I’ve been using this now for quite some time, so I can’t recall where I found the script before I modified it, but here it is anyway (credit goes to whoever created it in the first place): Microsoft.PowerShell_profile.ps1.

Filed under programmierung, git

Disable AutCrlf in MsysGit!

Ok, today I got this really cool pull request from Jon Galloway for .less. He did some improvements to the T4 Template for .less so that it will run the template on every build if you want that, or that Visual Studio opens up .less.css files. Cool stuff, and thanks a lot Jon! Of course I quickly looked through the changesets and then went ahead and committed it, but I noticed one novice mistake many people run into with MsysGit on Windows.


I am pretty sure Jon only changed a few lines of code, yet the changeset logs every file in the document as changed, thus making it pretty unreadable. This happened to me a lot when I started out with GIT, and finding the solution to this wasn’t easy either. So here is how to fix your MsysGit.

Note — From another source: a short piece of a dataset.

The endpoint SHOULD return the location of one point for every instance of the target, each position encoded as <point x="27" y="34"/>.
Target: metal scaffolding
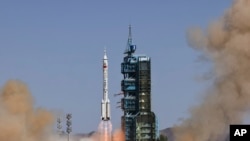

This is caused by a little setting called core.AutoCrlf that is set in MsysGit by default to true. MsysGit will then go ahead and localize the line-ending depending on what machine you are running on. This happens on checkout, so even with abolutely zero changes to the repository you’ll see a lot of local changes where there haven’t been any.

Needless to say how stupid this setting is, it only generates a ton of useless insertions and deletions while sticking to the pipe dream that everyone on the team will use the same tools to generate consistent line feeds (I’ve even had issues with only Windows machines and this setting).

Now the solution to this is rather simple:


By running “git config –global core.autocrlf false” you disable this and the text files will not get changed upon checkout. This now means that Visual Studio will maybe ask you to fix inconsistent line endings when opening a file, but it is still better than having your source control screw you over upon checkout.